Long context is noisy
All LLMs, no matter how sophisticated, have a tendency to focus more on the first few and last few tokens of a prompt.
So, for really large contexts, whatever is in between is barely given any attention and is as if they did not exist at all sometimes.
This is the classic "lost in the middle" problem.
A smaller, cleaner context is usually better than a huge messy one.
Long context does not solve source selection
Even if you can paste a lot of text, you still need to decide what belongs in the prompt.
Should the model see old docs or new docs? Should it see public docs or private docs? Should it use the PDF, the CSV, the API, or the web? Should it search code with keyword search instead of semantic search?
Long context does not remove the need for retrieval logic. It just hides it.
But can't Agents solve this?
It's pretty easy to see how the agents that we commonly use, do their job.
They use lexical search alot, using things like grep and regular expressions.
This "Keyword Search" is highly effective for queries that deal with proper nouns, function names, class names, route and file paths and more.
But it's useless when facing with any of the following formats that's not plain text:
PDFs,
scanned documents,
diagrams,
charts,
screenshots,
tables,
policy docs,
contracts,
emails,
slide decks.
You cannot grep a diagram.
Multimodal Agentic AI can somewhat help but again we return to the problem of choice. Else it will have to go through every possible image, ending your monthly tokens with a single prompt.

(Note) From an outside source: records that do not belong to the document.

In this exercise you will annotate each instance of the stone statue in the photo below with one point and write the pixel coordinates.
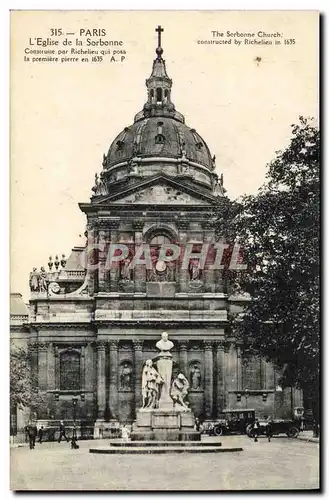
(179, 390)
(195, 377)
(43, 280)
(194, 271)
(125, 270)
(164, 344)
(151, 382)
(34, 280)
(126, 377)
(164, 366)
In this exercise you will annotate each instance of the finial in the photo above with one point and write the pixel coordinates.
(159, 49)
(63, 260)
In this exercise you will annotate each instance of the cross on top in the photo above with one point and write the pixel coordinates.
(159, 30)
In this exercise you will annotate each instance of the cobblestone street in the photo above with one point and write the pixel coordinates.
(281, 464)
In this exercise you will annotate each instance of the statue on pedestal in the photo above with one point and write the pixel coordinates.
(151, 382)
(164, 345)
(179, 391)
(34, 280)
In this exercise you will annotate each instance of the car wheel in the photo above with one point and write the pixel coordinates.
(218, 431)
(293, 432)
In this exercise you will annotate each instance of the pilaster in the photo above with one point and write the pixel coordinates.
(113, 382)
(209, 379)
(138, 355)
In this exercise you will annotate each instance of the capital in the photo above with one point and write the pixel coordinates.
(138, 224)
(100, 345)
(183, 345)
(138, 345)
(114, 344)
(43, 346)
(208, 345)
(113, 224)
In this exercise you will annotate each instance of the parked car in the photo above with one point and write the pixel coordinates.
(232, 421)
(289, 427)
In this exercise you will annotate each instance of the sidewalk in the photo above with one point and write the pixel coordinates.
(308, 436)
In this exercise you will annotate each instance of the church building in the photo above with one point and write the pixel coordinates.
(92, 326)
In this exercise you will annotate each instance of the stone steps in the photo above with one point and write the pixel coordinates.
(162, 449)
(183, 444)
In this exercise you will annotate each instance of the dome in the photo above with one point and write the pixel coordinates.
(158, 142)
(159, 136)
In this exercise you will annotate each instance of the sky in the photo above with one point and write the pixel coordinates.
(241, 99)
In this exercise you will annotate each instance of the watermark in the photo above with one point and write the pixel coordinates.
(211, 256)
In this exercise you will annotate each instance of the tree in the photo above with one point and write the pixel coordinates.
(23, 387)
(278, 229)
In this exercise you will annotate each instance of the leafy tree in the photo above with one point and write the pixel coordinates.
(278, 229)
(23, 387)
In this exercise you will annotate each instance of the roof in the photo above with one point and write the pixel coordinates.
(75, 260)
(17, 305)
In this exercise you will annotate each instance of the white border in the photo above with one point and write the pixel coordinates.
(321, 5)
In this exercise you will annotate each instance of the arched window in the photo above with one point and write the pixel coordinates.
(69, 371)
(159, 95)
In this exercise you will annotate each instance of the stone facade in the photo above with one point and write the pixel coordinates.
(92, 326)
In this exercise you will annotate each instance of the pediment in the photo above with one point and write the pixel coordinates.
(158, 191)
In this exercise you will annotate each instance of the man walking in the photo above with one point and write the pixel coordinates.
(40, 434)
(32, 434)
(62, 432)
(256, 428)
(269, 429)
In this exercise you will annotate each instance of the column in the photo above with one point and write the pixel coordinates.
(114, 267)
(238, 368)
(219, 273)
(113, 384)
(209, 274)
(220, 377)
(182, 273)
(100, 346)
(183, 357)
(102, 256)
(91, 257)
(89, 361)
(138, 355)
(42, 365)
(51, 376)
(140, 269)
(33, 348)
(209, 379)
(82, 369)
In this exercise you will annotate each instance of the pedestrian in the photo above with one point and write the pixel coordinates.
(62, 432)
(32, 433)
(40, 434)
(26, 431)
(256, 428)
(74, 445)
(125, 433)
(269, 429)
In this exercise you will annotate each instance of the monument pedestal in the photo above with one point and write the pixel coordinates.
(164, 425)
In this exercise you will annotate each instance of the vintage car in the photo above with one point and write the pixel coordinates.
(279, 426)
(231, 421)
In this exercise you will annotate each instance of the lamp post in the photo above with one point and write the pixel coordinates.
(246, 394)
(74, 403)
(74, 433)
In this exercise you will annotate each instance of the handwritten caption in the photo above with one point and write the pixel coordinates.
(82, 46)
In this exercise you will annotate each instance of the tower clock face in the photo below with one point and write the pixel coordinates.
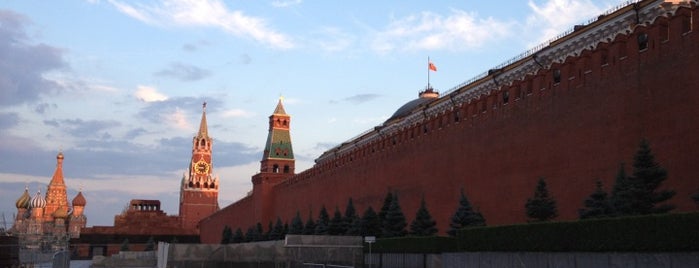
(201, 167)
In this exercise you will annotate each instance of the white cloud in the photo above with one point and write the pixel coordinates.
(207, 13)
(333, 39)
(236, 113)
(286, 3)
(149, 94)
(179, 119)
(556, 16)
(429, 31)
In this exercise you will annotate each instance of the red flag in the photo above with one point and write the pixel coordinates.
(431, 66)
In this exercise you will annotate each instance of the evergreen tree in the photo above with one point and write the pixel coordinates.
(259, 232)
(596, 205)
(423, 224)
(124, 245)
(150, 244)
(323, 222)
(227, 235)
(647, 176)
(350, 216)
(310, 227)
(238, 236)
(370, 223)
(386, 206)
(296, 224)
(464, 216)
(541, 207)
(394, 224)
(277, 231)
(335, 227)
(355, 229)
(251, 234)
(620, 198)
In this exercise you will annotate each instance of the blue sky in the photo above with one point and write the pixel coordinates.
(118, 85)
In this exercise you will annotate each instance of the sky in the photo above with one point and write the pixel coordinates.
(118, 85)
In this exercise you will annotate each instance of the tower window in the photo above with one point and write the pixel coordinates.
(556, 76)
(642, 39)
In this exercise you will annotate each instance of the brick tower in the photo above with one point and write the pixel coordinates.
(56, 197)
(277, 163)
(199, 189)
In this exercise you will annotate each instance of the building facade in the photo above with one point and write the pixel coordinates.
(45, 223)
(144, 220)
(571, 111)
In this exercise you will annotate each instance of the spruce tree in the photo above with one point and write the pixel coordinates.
(647, 176)
(124, 245)
(350, 216)
(335, 227)
(464, 216)
(323, 222)
(238, 236)
(621, 199)
(251, 235)
(259, 232)
(386, 206)
(296, 224)
(310, 227)
(394, 224)
(597, 204)
(355, 229)
(226, 235)
(370, 223)
(542, 206)
(150, 244)
(423, 224)
(276, 231)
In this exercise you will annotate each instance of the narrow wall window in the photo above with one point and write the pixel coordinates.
(642, 39)
(556, 76)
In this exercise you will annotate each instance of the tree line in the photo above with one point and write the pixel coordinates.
(636, 194)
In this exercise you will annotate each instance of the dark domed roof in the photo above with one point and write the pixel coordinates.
(424, 97)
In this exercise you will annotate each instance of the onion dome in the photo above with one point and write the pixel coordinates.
(60, 213)
(38, 201)
(23, 201)
(79, 200)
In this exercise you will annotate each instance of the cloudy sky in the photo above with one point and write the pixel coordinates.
(118, 85)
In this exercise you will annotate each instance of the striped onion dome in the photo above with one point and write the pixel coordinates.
(23, 201)
(61, 213)
(79, 200)
(38, 201)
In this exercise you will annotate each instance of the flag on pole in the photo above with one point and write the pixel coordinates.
(431, 66)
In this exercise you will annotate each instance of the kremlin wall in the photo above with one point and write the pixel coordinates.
(570, 110)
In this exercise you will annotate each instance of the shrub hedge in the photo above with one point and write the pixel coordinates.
(659, 233)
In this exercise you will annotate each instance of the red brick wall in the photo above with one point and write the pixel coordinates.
(572, 133)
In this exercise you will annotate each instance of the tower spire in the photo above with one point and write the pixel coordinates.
(203, 127)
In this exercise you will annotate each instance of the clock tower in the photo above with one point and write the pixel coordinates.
(199, 189)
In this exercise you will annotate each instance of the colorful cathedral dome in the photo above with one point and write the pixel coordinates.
(60, 213)
(23, 201)
(38, 201)
(79, 200)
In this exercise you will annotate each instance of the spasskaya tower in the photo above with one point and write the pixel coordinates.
(199, 189)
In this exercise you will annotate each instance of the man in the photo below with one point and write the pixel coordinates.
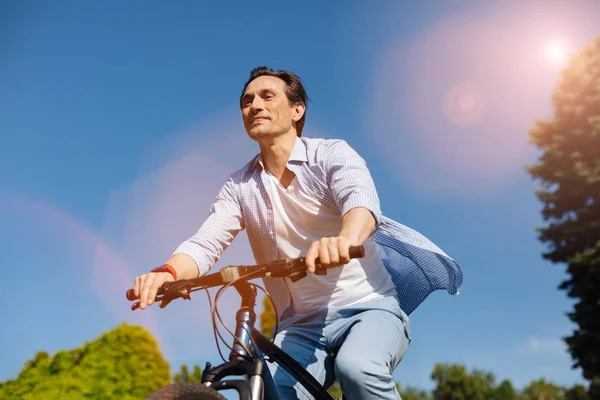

Code may want grep or BM25. Prose may want dense embeddings. Financial data may want SQL. Fresh data may want web search. Images may want OCR or vision embeddings. Complex questions may want more than one of these.
What is Agentic RAG?
In essence it's the following:
Instead of hardcoding one retrieve-then-generate path, give the system the ability to plan, choose tools, retrieve iteratively, validate evidence, and then answer.
This has several parts to it as follows:
Query preprocessing
A user rarely writes the perfect retrieval query.
They might ask:
What were the main numbers last quarter?
A human understands that this might mean revenue, profit, burn rate, customer growth, or some company-specific KPI. A basic RAG system may embed that exact sentence and hope for the best.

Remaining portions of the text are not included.